ACADEMIC FOUNDATION CELEBRATES SUCCESS
The 17th annual Bond County Community Unit #2 Academic Foundation dinner meeting held Monday, October 30 at the First Christian Church Fellowship Room, was a tribute to the foundation directors, school board members, faculty, and parents whose cooperation over the years has provided many educational opportunities to students. After the welcome by Jerry McFarland and the invocation by Reverend Darryl Bolen, those present enjoyed a concert by the high school jazz band directed by Pam Goodenough while eating a delicious catered meal. School faculty members then presented excerpts from the musical named "Nunsense," which they presented earlier as a fundraiser to help raise $4,000 for the Theater Patrons Fund.
President Carla Stampfli presented the financial report showing income of $34,037, expenses of $42,517 and a balance on July 30, 2006 of $87,284 in the endowment fund and $9,674 in the general fund. Vern Brewer, Carla Stampfli and Lester Harnetiaux presented Superintendent Melanie Allyn a check for $19,477 for teacher grants and Director Don Reed presented grant certificates to the teachers. Individuals can contribute funds to finance specific projects and that has happened in the Sorento School and in the Greenville Junior High School with the purchase of Smart Boards.

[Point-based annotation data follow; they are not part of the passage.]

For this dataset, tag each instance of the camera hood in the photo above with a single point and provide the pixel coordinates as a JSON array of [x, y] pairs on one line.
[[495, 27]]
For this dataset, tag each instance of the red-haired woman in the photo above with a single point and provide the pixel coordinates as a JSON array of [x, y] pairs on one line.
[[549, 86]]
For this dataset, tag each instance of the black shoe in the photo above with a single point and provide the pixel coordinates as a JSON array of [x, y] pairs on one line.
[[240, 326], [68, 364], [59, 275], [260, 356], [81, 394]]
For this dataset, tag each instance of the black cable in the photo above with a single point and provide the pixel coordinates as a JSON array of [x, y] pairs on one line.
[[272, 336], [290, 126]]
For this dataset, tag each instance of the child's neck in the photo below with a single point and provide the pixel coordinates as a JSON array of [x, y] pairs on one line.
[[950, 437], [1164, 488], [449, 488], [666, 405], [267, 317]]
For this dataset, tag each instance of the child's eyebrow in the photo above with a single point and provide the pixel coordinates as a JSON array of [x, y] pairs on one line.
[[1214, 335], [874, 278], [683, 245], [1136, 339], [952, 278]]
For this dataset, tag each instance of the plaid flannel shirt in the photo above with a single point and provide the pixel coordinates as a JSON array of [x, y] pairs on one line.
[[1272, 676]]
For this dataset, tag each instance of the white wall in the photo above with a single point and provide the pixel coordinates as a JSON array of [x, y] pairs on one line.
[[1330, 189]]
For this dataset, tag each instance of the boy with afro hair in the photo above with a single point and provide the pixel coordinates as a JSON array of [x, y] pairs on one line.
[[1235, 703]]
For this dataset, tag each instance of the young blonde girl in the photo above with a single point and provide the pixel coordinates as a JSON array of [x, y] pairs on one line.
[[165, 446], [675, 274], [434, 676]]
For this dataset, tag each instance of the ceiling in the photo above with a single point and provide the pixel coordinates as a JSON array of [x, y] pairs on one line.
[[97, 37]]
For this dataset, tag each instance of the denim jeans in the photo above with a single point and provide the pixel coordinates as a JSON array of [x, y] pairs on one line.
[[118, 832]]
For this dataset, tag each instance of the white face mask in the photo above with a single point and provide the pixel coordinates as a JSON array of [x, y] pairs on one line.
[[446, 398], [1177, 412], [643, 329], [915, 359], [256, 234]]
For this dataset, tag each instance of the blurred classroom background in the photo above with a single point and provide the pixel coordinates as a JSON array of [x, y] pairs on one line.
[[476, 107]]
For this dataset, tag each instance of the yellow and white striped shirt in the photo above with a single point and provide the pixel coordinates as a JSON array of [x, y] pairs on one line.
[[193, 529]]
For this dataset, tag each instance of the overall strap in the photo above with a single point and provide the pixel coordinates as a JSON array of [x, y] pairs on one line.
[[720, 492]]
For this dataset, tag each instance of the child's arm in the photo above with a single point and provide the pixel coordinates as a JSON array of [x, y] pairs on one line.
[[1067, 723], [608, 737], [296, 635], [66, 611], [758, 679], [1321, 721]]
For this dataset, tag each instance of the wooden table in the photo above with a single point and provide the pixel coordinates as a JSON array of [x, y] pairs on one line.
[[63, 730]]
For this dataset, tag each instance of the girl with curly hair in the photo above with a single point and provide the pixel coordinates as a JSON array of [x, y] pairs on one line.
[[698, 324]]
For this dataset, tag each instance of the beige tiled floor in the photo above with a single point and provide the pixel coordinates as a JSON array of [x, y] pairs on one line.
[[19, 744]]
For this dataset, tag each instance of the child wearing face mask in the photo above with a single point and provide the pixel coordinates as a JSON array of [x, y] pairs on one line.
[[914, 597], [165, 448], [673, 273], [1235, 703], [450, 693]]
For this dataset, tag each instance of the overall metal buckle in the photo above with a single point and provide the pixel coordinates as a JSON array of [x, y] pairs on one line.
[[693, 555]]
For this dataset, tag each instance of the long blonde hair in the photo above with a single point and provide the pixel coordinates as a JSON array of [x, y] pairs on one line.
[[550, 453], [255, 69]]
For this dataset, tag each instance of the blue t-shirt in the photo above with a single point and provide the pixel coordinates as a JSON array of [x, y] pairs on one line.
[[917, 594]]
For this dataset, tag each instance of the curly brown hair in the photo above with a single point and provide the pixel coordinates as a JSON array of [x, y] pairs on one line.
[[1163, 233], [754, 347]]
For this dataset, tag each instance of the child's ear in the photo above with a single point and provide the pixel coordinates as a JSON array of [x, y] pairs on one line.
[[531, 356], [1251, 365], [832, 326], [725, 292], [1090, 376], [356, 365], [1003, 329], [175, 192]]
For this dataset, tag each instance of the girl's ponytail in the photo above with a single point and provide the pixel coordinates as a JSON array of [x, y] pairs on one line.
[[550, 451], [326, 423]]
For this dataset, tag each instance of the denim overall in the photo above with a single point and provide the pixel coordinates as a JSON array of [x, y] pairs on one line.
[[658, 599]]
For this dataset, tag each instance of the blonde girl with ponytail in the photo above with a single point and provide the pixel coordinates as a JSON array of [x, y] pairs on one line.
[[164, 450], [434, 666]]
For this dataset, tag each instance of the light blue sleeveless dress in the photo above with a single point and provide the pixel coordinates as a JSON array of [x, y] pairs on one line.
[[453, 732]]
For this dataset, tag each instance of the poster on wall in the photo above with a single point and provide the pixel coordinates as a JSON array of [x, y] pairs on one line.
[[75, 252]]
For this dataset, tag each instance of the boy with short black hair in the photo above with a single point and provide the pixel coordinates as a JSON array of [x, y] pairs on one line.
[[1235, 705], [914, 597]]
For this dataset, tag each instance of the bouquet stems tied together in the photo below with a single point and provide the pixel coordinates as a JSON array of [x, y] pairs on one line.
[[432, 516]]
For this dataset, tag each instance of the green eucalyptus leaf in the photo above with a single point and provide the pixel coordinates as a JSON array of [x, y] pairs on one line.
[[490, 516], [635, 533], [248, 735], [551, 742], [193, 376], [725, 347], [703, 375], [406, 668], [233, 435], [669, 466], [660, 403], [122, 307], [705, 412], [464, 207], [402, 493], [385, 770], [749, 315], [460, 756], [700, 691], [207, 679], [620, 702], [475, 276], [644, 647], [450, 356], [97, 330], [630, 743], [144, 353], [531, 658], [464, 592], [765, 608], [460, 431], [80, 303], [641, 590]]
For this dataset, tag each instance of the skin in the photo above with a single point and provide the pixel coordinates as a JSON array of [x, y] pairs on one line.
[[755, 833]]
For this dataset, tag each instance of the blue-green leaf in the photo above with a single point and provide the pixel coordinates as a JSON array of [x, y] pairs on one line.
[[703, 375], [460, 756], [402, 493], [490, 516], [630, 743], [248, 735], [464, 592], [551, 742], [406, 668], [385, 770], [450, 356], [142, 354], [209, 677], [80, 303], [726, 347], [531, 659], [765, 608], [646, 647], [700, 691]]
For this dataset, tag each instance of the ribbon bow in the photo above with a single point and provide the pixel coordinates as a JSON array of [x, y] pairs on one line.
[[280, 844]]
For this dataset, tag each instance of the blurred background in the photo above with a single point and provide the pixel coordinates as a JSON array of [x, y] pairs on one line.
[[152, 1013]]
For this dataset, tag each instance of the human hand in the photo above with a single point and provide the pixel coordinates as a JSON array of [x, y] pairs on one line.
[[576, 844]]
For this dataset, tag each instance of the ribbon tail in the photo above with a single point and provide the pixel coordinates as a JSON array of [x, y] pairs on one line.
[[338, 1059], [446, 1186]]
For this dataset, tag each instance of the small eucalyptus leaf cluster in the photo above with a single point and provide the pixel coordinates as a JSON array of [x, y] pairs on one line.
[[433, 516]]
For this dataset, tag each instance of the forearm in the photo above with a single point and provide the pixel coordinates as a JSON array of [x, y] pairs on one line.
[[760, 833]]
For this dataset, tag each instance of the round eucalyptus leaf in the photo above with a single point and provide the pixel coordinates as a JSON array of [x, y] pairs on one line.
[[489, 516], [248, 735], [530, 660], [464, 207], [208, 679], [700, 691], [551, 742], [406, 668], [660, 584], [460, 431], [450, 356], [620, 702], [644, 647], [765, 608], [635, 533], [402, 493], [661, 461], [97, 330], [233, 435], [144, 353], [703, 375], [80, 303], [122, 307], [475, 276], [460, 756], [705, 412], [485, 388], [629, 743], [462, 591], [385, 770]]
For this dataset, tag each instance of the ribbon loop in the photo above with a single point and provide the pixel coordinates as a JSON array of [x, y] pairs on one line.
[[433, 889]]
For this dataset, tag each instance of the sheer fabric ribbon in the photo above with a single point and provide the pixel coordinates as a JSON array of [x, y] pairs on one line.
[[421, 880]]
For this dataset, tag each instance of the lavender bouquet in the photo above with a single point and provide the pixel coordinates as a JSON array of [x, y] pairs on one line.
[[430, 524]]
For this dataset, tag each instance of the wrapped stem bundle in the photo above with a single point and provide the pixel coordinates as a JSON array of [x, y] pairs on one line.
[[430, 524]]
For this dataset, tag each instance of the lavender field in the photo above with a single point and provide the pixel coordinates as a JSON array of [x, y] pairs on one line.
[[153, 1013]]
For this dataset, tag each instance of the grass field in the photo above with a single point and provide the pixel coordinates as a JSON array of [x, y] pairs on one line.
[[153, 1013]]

Directors elected for 2006-2007 are Lester Harnetiaux, Georgia Shank, Jerry McFarland, Pennie Slatton, Kevin Sybert, Jan Woker, Don Reed, Aimee Frey, and Penni Schreiber. Eric Ahern presented a PowerPoint presentation about the NASA Program in the Junior High School. Carla Stampfli listed foundation accomplishments since 1990. Membership funds total over $313,423 resulting in over $207,000 in teacher grants. The endowment fund has grown to $87,284, sponsoring four annual scholarships - Sara Cunningham, Kathy Haberer, Jan Nevinger Memorial and the Bradford National Bank scholarships, the Craig Baumberger Aviation Fund and the Fred Baumberger self-esteem Character education fund. Stampfli concluded by saying, "So many exciting things are happening in our schools because of the Academic Foundation."
PLANNING COMMISSION OKAYS REQUEST
The Greenville Planning Commission conducted a public hearing Monday night. After no negative public feedback and a positive recommendation from city staff they approved for City Council consideration a request by Walter Barenfanger. He wants the city to vacate an alley between several lots he owns west of his True Value Hardware store in Greenville. On another subject City Manager Dave Willey told WGEL the work on Beaumont Avenue should be finished this week.
HISTORICAL SOCIETY OFFICERS ELECTED
The Bond County Historical Society’s annual banquet and officer election was held Monday night. Officers for the coming year are John S. Coleman, President; Janet Eyman, Vice-President; June Wise, Secretary; Judy Schneck, Treasurer; Dean and Nelda Anthony, Historians; and Marie Reeves, Registered Agent. Twelve directors representing the nine townships were also voted on.
In his year-end report, President Coleman said there were 501 visitors to the Hoiles-Davis Museum in 2006 including several high school classes. Other highlights included the Greenville home movie and soup supper, the Heritage Day quilt show, and the annual Muny Band and traditional country music nights. The Bond County Historical Society’s new web site has attracted around 4,100 visits in its first year.
Dr. John Hallwas, a retired professor at Western Illinois University, shared a program on the “Notorious Lawbreakers of Early Illinois.” WGEL will have more about this program in our Wednesday news.
CARBON MONOXIDE DETECTORS LAW GOES INTO EFFECT JAN. 1
Beginning January 1, a new state law will go into effect requiring single family and multiple family residences be equipped with carbon monoxide alarms. At least one detector must be within fifteen feet of each bedroom. Carbon monoxide is an odorless, colorless gas that is lethal to humans if it builds up. The law states that it’s the responsibility of the owner of the building to supply and install the alarms. In the case of rental property, the tenant is responsible for testing and maintaining the alarm.
Failure to comply with the new law can result in a Class B misdemeanor. Carbon monoxide alarms are usually available at hardware and home improvements stores with prices generally starting at $20.